De nota van wijziging bevat verder naar verwachting nog een verduidelijking in artikel 10j, eerste lid, die de economische verbinding met Nederland regelt. Deze wijziging maakt duidelijk dat als een rapporterende platformexploitant een fiscaal ingezetene is van een andere EU-lidstaat, men niet meer toekomt aan de rapportageplicht op basis van artikel 10j, eerste lid, sub a tot en met c.

De nota van wijziging omvat vervolgens naar verwachting nog een derde wijziging. De richtlijn heeft bepaald dat de rapportageverplichtingen niet alleen gelden in grensoverschrijdende situaties, maar net zo goed voor binnenlandse situaties. Er is sprake van een binnenlandse situatie als een in Nederland gevestigde verkoper door een rapporterende platformexploitant in Nederland gerapporteerd wordt. Voor deze rapportageverplichting wordt een bepaling voorgesteld, omdat de Wet op de internationale bijstandsverlening bij de heffing van belastingen (WIB) alleen ziet op grensoverschrijdende situaties.

De leden van de fractie van de SP vragen of een uniforme rapportageverplichting nu de oplossing is voor belastingontduiking in de Europese Unie.

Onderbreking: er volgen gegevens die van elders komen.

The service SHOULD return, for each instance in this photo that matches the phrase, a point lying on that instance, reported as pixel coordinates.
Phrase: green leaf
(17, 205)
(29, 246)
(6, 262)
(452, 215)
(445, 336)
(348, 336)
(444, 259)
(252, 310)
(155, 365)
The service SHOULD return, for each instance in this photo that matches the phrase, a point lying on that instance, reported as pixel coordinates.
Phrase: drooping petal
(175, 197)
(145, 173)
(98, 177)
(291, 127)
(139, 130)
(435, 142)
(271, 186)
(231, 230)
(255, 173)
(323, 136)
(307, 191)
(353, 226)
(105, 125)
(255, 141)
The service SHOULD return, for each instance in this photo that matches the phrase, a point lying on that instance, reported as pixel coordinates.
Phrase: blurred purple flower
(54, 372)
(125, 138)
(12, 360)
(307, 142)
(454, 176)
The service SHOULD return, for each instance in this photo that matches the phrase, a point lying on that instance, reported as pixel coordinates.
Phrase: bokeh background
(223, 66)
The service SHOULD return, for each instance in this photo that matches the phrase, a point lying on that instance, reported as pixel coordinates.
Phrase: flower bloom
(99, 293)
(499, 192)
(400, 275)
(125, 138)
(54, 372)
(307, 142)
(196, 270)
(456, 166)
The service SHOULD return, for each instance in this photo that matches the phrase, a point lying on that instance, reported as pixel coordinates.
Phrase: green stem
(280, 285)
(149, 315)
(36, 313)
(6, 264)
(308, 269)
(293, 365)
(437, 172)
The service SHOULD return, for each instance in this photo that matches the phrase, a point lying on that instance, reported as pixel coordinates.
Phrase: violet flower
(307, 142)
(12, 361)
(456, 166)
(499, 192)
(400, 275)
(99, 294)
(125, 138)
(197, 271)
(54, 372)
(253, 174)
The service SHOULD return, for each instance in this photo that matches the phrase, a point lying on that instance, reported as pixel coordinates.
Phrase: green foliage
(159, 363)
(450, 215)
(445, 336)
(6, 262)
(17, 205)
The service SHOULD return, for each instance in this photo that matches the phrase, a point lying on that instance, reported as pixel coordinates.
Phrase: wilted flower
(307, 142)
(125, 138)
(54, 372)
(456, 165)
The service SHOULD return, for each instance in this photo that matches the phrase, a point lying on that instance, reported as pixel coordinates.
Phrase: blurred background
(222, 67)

Zij vragen ook of dit systeem nu waterdicht is, en zo niet, hoe dit dan te verbeteren. Vanwege het internationale karakter van digitale platformen en de exponentiële groei van inkomen, gegenereerd via die platformen, is het essentieel dat een uniforme rapportageverplichting wordt ingevoerd die overal in de interne markt geldt. Door de invoering van Richtlijn (EU) 2021/514 beschikken alle belastingautoriteiten binnen de Europese Unie (en belastingautoriteiten van gekwalificeerde niet-Unierechtsgebieden) over voldoende inlichtingen om de verschuldigde belastingen correct vast te stellen. De uniforme rapportageverplichting zorgt er ook voor dat de administratieve lasten van platformexploitanten beter beheersbaar worden, omdat ze niet meer aan lokale verplichtingen hoeven te voldoen of moeten reageren op ad hoc verzoeken om informatie.

Het wetsvoorstel helpt naast de platformen ook de Belastingdienst. Door het rapporteren in één EU-lidstaat, samen met de internationale uitwisseling, is het toezicht houden op platformen overzichtelijker voor de Belastingdienst. Daarnaast zorgen de drempels voor grote en kleine verkopers ervoor dat de Belastingdienst efficiënter toezicht kan houden.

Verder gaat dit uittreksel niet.